This is an automated email from the ASF dual-hosted git repository.
agrove pushed a commit to branch master
in repository https://gitbox.apache.org/repos/asf/arrow-datafusion.git
The following commit(s) were added to refs/heads/master by this push:
new 2176ff5 Implement serde for ShuffleWriterExec (#712)
2176ff5 is described below
commit 2176ff592e38147c1c779b5660ec73db9c161a67
Author: Andy Grove <[email protected]>
AuthorDate: Mon Jul 12 18:23:43 2021 -0600
Implement serde for ShuffleWriterExec (#712)
---
ballista/rust/core/proto/ballista.proto | 10 +++++++
.../core/src/execution_plans/shuffle_writer.rs | 7 +++--
.../core/src/serde/physical_plan/from_proto.rs | 32 ++++++++++++++++++++-
ballista/rust/core/src/serde/physical_plan/mod.rs | 16 +++++++++++
.../rust/core/src/serde/physical_plan/to_proto.rs | 33 +++++++++++++++++++++-
5 files changed, 94 insertions(+), 4 deletions(-)
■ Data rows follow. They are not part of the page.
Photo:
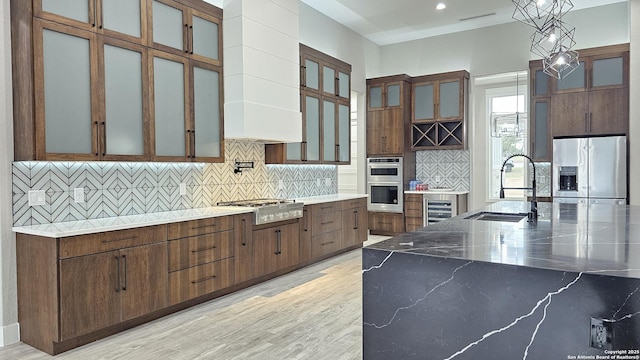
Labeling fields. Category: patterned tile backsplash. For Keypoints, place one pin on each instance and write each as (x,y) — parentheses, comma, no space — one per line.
(450,167)
(123,188)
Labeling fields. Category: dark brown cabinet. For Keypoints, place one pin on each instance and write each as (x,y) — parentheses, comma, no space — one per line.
(87,71)
(325,95)
(355,222)
(439,111)
(275,248)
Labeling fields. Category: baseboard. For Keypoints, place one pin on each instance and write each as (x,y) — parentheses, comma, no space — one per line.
(9,334)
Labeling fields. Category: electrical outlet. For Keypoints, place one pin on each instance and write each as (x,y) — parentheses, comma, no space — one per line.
(78,195)
(37,198)
(601,334)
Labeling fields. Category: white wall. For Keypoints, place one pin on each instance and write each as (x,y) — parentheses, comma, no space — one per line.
(326,35)
(500,49)
(634,111)
(8,299)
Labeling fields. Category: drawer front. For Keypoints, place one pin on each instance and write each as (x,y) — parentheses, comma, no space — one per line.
(324,223)
(325,244)
(200,280)
(111,240)
(202,249)
(199,227)
(355,203)
(327,207)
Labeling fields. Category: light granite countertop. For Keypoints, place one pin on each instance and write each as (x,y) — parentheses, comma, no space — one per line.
(83,227)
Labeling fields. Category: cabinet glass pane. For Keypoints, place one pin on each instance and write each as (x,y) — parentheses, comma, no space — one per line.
(541,128)
(449,104)
(73,9)
(343,81)
(329,131)
(375,97)
(205,38)
(206,101)
(312,122)
(344,125)
(328,80)
(67,93)
(542,81)
(167,25)
(607,72)
(123,100)
(168,83)
(294,151)
(122,16)
(423,97)
(393,95)
(575,80)
(312,73)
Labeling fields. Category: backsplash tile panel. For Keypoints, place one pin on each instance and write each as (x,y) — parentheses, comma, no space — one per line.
(120,188)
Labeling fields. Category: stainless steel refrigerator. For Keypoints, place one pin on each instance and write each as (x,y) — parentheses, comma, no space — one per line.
(590,170)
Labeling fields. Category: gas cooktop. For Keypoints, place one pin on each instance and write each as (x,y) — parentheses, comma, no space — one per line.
(269,210)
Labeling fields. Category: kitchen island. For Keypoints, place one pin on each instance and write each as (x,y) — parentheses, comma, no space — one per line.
(563,287)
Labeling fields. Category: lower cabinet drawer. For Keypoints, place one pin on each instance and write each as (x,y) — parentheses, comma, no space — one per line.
(201,249)
(325,244)
(200,280)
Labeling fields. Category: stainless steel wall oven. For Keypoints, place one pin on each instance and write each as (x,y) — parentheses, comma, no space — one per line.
(385,184)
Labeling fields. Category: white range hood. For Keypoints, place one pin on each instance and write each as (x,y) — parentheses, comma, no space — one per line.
(262,71)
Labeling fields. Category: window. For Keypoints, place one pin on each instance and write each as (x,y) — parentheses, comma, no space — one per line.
(507,136)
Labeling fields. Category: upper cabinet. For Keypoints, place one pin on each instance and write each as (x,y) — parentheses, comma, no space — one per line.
(325,96)
(592,100)
(185,31)
(439,111)
(124,19)
(94,88)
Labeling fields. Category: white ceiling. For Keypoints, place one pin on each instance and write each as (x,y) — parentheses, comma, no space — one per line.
(392,21)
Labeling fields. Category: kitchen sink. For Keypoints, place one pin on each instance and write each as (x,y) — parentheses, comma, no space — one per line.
(496,216)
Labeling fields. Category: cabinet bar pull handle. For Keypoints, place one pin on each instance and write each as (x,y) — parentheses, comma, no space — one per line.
(204,249)
(118,283)
(203,279)
(116,240)
(186,31)
(203,226)
(124,257)
(244,232)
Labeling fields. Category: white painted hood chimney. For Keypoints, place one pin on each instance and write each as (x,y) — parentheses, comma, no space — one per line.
(262,70)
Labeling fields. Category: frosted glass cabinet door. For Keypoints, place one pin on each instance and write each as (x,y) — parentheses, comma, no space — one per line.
(312,123)
(79,10)
(423,102)
(123,84)
(122,16)
(168,25)
(329,131)
(205,37)
(206,99)
(169,106)
(449,104)
(344,138)
(67,93)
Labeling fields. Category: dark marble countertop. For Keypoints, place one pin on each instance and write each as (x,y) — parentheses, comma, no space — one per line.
(592,238)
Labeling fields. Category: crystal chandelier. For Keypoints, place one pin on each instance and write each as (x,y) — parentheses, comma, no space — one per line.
(553,38)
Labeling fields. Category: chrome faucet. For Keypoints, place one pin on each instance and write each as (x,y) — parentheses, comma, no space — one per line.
(533,212)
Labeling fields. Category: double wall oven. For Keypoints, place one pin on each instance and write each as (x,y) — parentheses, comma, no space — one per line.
(385,184)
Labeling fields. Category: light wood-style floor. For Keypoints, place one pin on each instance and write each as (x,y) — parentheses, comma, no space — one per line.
(313,313)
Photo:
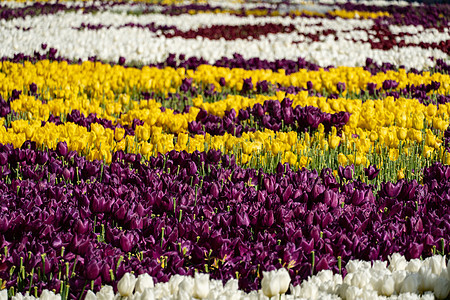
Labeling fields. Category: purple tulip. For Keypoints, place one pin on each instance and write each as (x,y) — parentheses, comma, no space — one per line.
(346,172)
(62,149)
(371,172)
(393,190)
(340,87)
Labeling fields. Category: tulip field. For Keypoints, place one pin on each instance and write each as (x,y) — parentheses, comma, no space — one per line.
(224,150)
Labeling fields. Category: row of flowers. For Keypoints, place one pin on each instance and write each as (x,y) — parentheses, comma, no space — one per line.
(182,175)
(311,37)
(401,280)
(261,130)
(182,212)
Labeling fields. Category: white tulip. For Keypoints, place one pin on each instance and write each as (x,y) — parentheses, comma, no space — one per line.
(437,263)
(201,285)
(285,280)
(174,283)
(397,262)
(105,293)
(125,286)
(379,265)
(388,286)
(186,286)
(414,265)
(232,285)
(144,282)
(148,294)
(399,277)
(411,284)
(309,290)
(90,296)
(270,283)
(353,293)
(295,290)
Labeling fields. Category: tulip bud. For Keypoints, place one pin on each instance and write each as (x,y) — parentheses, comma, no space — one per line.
(270,283)
(144,282)
(90,296)
(388,286)
(106,293)
(442,288)
(148,294)
(125,286)
(285,280)
(201,285)
(61,148)
(411,284)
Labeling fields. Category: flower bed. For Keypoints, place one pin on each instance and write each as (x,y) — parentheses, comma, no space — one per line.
(224,151)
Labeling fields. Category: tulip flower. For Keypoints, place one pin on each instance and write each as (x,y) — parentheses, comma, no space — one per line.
(126,285)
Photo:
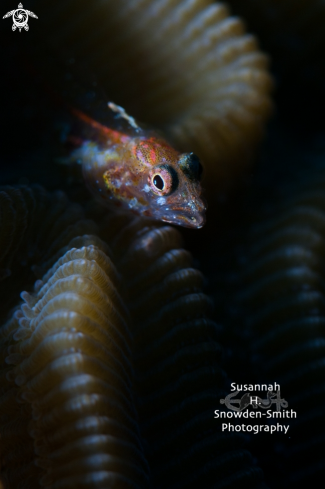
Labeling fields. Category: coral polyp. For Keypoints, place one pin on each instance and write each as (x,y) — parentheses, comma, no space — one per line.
(185,67)
(109,351)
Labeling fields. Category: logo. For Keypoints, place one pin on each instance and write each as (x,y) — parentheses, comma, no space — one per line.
(238,409)
(20,18)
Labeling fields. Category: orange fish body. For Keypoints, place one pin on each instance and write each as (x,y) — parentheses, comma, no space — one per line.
(141,172)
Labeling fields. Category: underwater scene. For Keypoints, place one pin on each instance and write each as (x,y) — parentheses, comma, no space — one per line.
(162,244)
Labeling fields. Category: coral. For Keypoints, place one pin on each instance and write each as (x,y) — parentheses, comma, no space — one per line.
(282,293)
(73,381)
(177,361)
(292,32)
(186,67)
(99,378)
(35,224)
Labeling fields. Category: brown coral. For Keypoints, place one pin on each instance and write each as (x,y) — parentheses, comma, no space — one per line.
(186,67)
(282,293)
(69,402)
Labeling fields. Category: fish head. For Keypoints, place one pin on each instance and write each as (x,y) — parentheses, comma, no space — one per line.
(172,185)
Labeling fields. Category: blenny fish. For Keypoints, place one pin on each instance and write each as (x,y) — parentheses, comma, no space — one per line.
(140,170)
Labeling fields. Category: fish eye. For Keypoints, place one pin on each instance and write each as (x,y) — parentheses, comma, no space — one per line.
(163,179)
(158,182)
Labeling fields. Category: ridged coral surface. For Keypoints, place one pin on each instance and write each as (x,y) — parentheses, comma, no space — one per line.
(104,391)
(35,225)
(291,31)
(186,67)
(72,376)
(177,361)
(283,299)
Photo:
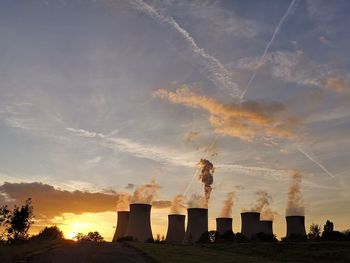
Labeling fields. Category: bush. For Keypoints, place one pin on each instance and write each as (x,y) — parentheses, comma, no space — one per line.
(90,237)
(295,238)
(17,222)
(49,233)
(127,238)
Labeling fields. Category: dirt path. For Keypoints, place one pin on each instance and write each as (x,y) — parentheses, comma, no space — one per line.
(90,252)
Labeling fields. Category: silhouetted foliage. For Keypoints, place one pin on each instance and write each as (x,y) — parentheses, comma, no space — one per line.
(90,237)
(49,233)
(159,239)
(4,220)
(295,238)
(228,236)
(17,222)
(127,238)
(315,232)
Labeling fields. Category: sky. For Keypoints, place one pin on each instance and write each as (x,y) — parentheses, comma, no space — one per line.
(103,96)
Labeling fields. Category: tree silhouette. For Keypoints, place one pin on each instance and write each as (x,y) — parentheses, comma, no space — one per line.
(49,233)
(90,237)
(17,222)
(328,229)
(315,231)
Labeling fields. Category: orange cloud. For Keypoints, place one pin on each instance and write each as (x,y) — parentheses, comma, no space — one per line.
(50,202)
(337,85)
(246,121)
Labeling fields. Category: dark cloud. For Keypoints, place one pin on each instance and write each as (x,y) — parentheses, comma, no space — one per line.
(50,202)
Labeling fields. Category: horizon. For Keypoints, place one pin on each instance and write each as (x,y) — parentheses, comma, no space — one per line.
(100,98)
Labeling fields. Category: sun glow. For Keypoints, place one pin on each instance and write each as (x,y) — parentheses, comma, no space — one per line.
(72,224)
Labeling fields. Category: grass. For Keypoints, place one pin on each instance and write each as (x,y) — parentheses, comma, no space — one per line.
(248,252)
(18,253)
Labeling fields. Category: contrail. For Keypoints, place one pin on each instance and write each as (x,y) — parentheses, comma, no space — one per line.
(259,62)
(318,163)
(218,74)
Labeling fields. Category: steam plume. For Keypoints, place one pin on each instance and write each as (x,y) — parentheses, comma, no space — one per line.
(123,201)
(262,205)
(295,204)
(145,193)
(226,210)
(178,205)
(197,201)
(206,175)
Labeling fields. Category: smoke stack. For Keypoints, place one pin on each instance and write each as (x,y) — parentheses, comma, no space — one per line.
(223,224)
(266,227)
(176,229)
(139,226)
(197,224)
(122,225)
(295,226)
(250,223)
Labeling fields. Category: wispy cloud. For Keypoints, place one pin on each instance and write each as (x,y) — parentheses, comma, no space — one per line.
(261,59)
(217,72)
(297,68)
(314,159)
(246,121)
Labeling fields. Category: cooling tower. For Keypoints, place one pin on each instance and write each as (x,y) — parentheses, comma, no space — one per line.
(295,226)
(223,224)
(250,224)
(266,227)
(176,229)
(197,224)
(122,225)
(139,226)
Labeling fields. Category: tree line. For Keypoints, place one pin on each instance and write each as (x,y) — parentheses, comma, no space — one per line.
(15,224)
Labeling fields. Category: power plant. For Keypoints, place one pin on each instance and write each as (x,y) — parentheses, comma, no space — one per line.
(223,225)
(176,229)
(139,226)
(250,223)
(295,226)
(122,225)
(266,227)
(197,224)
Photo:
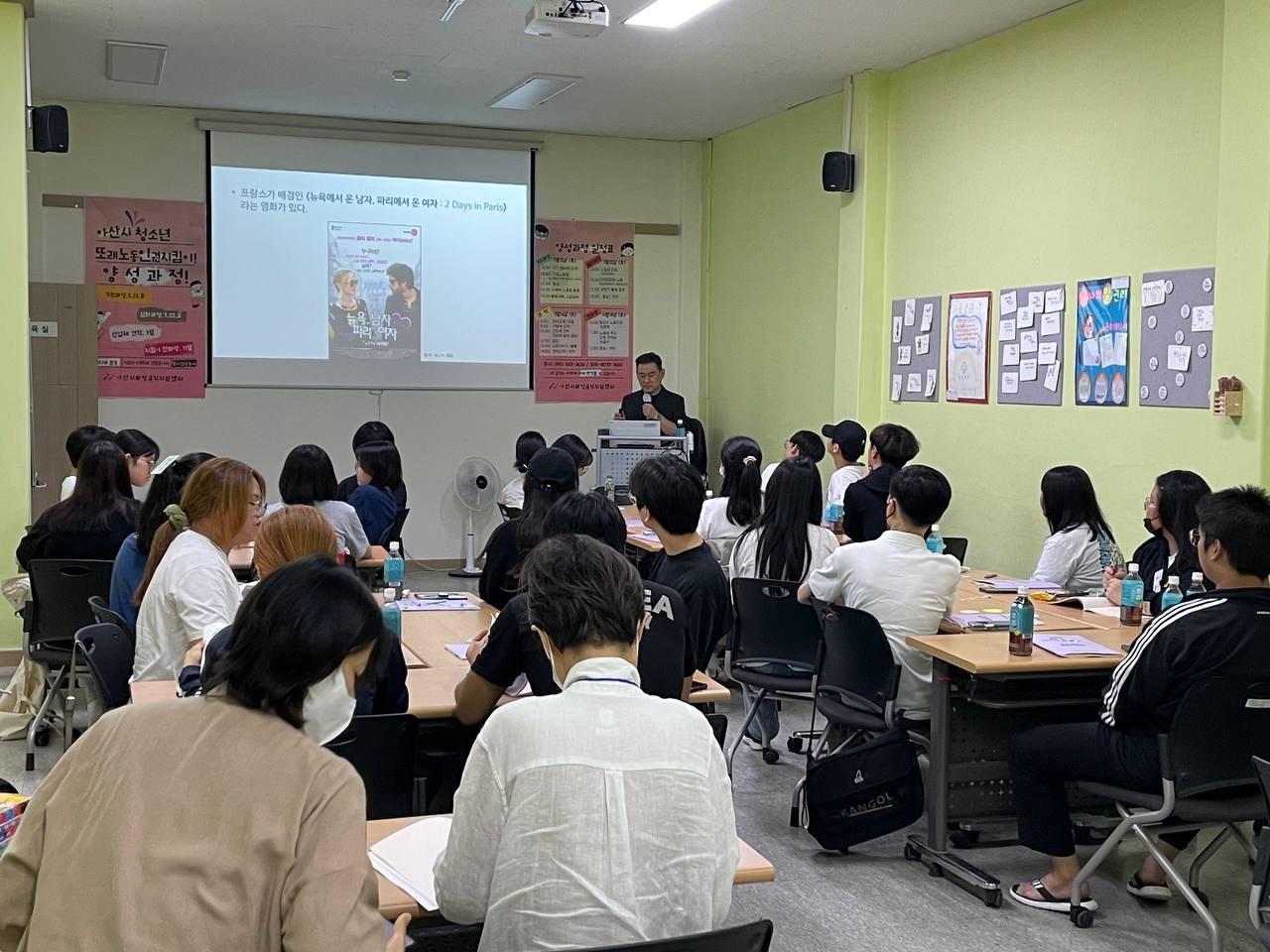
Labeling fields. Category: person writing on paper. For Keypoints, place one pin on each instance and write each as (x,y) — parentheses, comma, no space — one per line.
(652,402)
(1170,516)
(898,580)
(597,816)
(223,812)
(1219,634)
(1080,544)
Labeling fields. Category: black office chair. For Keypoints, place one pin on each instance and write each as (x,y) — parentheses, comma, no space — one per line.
(771,627)
(662,649)
(1193,769)
(107,652)
(381,749)
(60,589)
(753,937)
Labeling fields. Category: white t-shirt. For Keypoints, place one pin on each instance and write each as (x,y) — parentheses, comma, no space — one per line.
(1071,560)
(744,553)
(191,595)
(907,588)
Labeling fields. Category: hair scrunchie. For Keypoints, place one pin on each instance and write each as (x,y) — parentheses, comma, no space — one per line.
(177,517)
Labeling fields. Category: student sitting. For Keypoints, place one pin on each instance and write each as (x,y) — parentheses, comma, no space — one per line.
(379,474)
(601,815)
(789,543)
(370,431)
(1170,518)
(130,562)
(864,506)
(222,811)
(289,536)
(189,592)
(94,521)
(803,443)
(846,444)
(1080,542)
(670,495)
(309,479)
(509,649)
(740,499)
(1223,633)
(552,474)
(897,580)
(76,442)
(140,452)
(512,495)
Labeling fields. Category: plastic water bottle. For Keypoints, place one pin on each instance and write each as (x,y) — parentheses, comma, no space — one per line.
(394,566)
(1130,598)
(1023,621)
(391,612)
(935,540)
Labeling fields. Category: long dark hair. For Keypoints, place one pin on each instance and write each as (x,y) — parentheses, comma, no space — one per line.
(164,490)
(742,479)
(100,490)
(1070,500)
(1180,492)
(784,549)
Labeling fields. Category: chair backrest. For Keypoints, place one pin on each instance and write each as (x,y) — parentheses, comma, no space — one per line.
(662,649)
(857,665)
(381,749)
(1237,711)
(107,651)
(60,589)
(103,615)
(753,937)
(772,626)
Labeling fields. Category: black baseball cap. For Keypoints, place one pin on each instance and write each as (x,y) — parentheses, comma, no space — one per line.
(849,436)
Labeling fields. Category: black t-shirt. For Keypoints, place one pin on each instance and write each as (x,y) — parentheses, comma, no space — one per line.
(670,405)
(699,581)
(864,504)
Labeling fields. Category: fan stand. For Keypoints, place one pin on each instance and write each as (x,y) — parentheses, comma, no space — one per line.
(468,570)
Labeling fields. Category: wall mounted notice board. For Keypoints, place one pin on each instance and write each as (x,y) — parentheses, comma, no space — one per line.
(915,348)
(1030,344)
(1175,366)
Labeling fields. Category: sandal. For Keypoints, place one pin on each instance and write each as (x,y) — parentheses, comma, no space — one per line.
(1048,900)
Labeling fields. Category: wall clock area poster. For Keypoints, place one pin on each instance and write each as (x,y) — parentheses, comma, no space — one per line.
(583,311)
(1102,341)
(968,347)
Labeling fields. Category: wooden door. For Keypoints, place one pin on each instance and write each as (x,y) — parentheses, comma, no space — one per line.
(63,381)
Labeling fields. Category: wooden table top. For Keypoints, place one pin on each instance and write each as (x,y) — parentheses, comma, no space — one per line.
(751,867)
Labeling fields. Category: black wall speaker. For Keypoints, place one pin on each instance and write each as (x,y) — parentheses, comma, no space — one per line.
(838,172)
(50,130)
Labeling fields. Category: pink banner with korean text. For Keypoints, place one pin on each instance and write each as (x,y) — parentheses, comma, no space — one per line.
(583,309)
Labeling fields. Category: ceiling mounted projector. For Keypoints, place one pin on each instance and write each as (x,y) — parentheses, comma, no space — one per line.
(567,18)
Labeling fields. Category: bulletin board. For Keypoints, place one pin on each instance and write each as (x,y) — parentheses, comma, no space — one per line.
(1176,361)
(915,349)
(1030,344)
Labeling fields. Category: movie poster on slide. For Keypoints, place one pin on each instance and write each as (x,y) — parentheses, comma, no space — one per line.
(583,309)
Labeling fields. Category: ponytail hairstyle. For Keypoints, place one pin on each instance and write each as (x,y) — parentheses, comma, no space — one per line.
(218,493)
(742,479)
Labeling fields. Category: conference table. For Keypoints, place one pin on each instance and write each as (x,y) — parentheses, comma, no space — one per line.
(980,694)
(751,867)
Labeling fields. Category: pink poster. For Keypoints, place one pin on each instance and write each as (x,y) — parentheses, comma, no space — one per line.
(583,309)
(148,259)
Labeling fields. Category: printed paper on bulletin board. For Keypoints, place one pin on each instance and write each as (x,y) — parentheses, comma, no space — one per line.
(583,309)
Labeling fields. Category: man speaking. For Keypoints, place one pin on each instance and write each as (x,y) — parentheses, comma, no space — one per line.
(652,402)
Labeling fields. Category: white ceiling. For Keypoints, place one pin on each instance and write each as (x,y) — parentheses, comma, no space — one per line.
(738,62)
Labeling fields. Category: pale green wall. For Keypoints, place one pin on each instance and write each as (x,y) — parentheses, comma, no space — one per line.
(771,278)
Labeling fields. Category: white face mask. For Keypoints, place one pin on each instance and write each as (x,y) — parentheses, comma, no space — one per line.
(327,708)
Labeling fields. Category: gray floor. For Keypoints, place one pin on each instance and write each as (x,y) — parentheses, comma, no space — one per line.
(873,898)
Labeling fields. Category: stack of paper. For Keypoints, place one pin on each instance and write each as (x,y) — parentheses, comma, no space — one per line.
(407,858)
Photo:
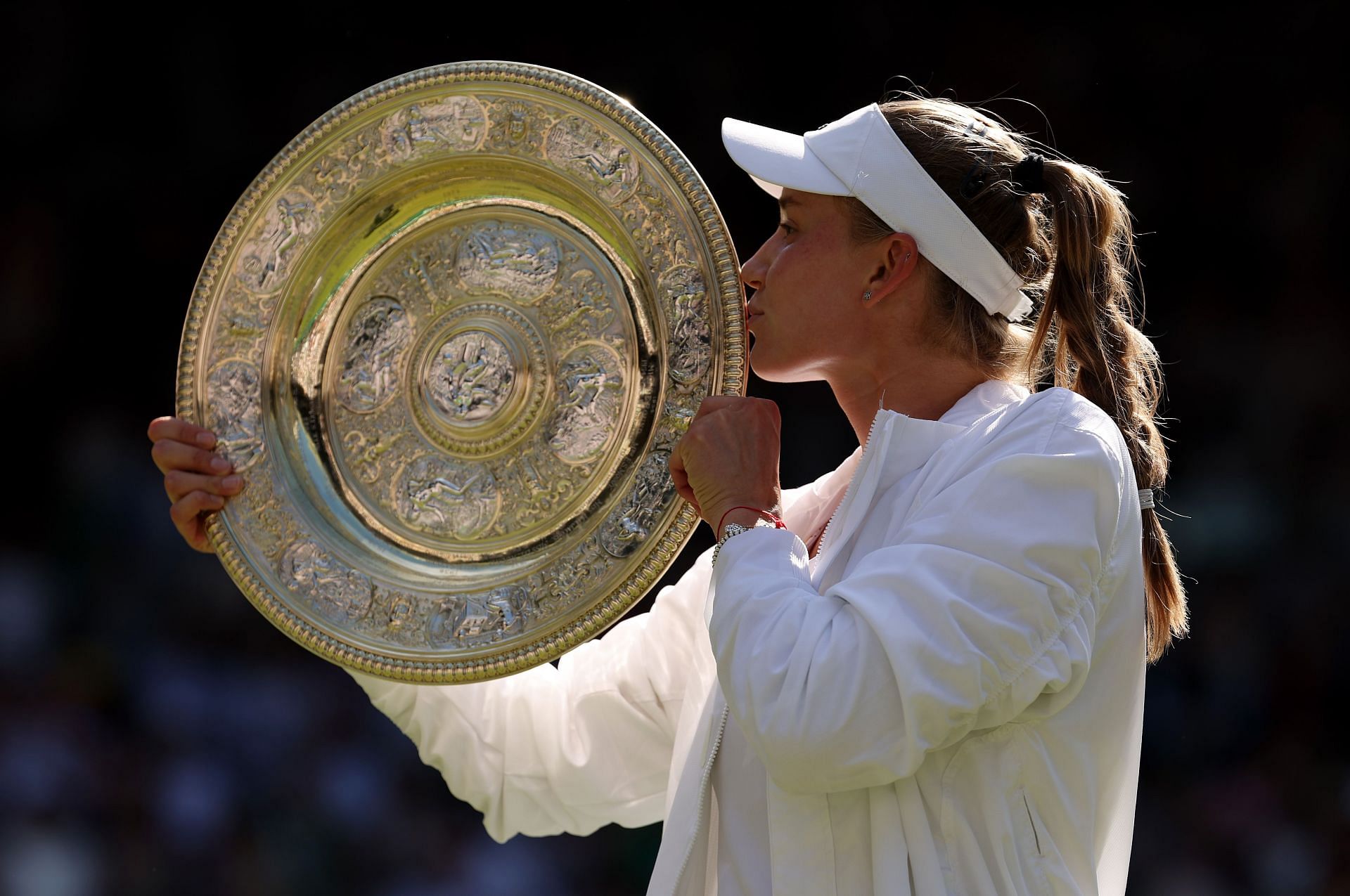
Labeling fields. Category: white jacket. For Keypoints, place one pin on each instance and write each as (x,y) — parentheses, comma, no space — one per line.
(948,699)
diff --git a/ballista/rust/core/proto/ballista.proto
b/ballista/rust/core/proto/ballista.proto
index b1c153d..5b3e93e 100644
--- a/ballista/rust/core/proto/ballista.proto
+++ b/ballista/rust/core/proto/ballista.proto
@@ -424,6 +424,7 @@ message PhysicalPlanNode {
UnresolvedShuffleExecNode unresolved = 15;
RepartitionExecNode repartition = 16;
WindowAggExecNode window = 17;
+ ShuffleWriterExecNode shuffle_writer = 18;
}
}
@@ -629,6 +630,15 @@ message HashAggregateExecNode {
Schema input_schema = 7;
}
+message ShuffleWriterExecNode {
+ //TODO it seems redundant to provide job and stage id here since we also
have them
+ // in the TaskDefinition that wraps this plan
+ string job_id = 1;
+ uint32 stage_id = 2;
+ PhysicalPlanNode input = 3;
+ PhysicalHashRepartition output_partitioning = 4;
+}
+
message ShuffleReaderExecNode {
repeated ShuffleReaderPartition partition = 1;
Schema schema = 2;
diff --git a/ballista/rust/core/src/execution_plans/shuffle_writer.rs
b/ballista/rust/core/src/execution_plans/shuffle_writer.rs
index 83d40ae..d5c7d8f 100644
--- a/ballista/rust/core/src/execution_plans/shuffle_writer.rs
+++ b/ballista/rust/core/src/execution_plans/shuffle_writer.rs
@@ -126,7 +126,10 @@ impl ExecutionPlan for ShuffleWriterExec {
}
fn output_partitioning(&self) -> Partitioning {
- self.plan.output_partitioning()
+ match &self.shuffle_output_partitioning {
+ Some(p) => p.clone(),
+ _ => Partitioning::UnknownPartitioning(1),
+ }
}
fn children(&self) -> Vec<Arc<dyn ExecutionPlan>> {
@@ -143,7 +146,7 @@ impl ExecutionPlan for ShuffleWriterExec {
self.stage_id,
children[0].clone(),
self.work_dir.clone(),
- None,
+ self.shuffle_output_partitioning.clone(),
)?))
}
diff --git a/ballista/rust/core/src/serde/physical_plan/from_proto.rs
b/ballista/rust/core/src/serde/physical_plan/from_proto.rs
index 12c1743..a1a60bd 100644
--- a/ballista/rust/core/src/serde/physical_plan/from_proto.rs
+++ b/ballista/rust/core/src/serde/physical_plan/from_proto.rs
@@ -22,7 +22,9 @@ use std::convert::{TryFrom, TryInto};
use std::sync::Arc;
use crate::error::BallistaError;
-use crate::execution_plans::{ShuffleReaderExec, UnresolvedShuffleExec};
+use crate::execution_plans::{
+ ShuffleReaderExec, ShuffleWriterExec, UnresolvedShuffleExec,
+};
use crate::serde::protobuf::repartition_exec_node::PartitionMethod;
use crate::serde::protobuf::ShuffleReaderPartition;
use crate::serde::scheduler::PartitionLocation;
@@ -370,6 +372,34 @@ impl TryInto<Arc<dyn ExecutionPlan>> for
&protobuf::PhysicalPlanNode {
partition_mode,
)?))
}
+ PhysicalPlanType::ShuffleWriter(shuffle_writer) => {
+ let input: Arc<dyn ExecutionPlan> =
+ convert_box_required!(shuffle_writer.input)?;
+
+ let output_partitioning = match
&shuffle_writer.output_partitioning {
+ Some(hash_part) => {
+ let expr = hash_part
+ .hash_expr
+ .iter()
+ .map(|e| e.try_into())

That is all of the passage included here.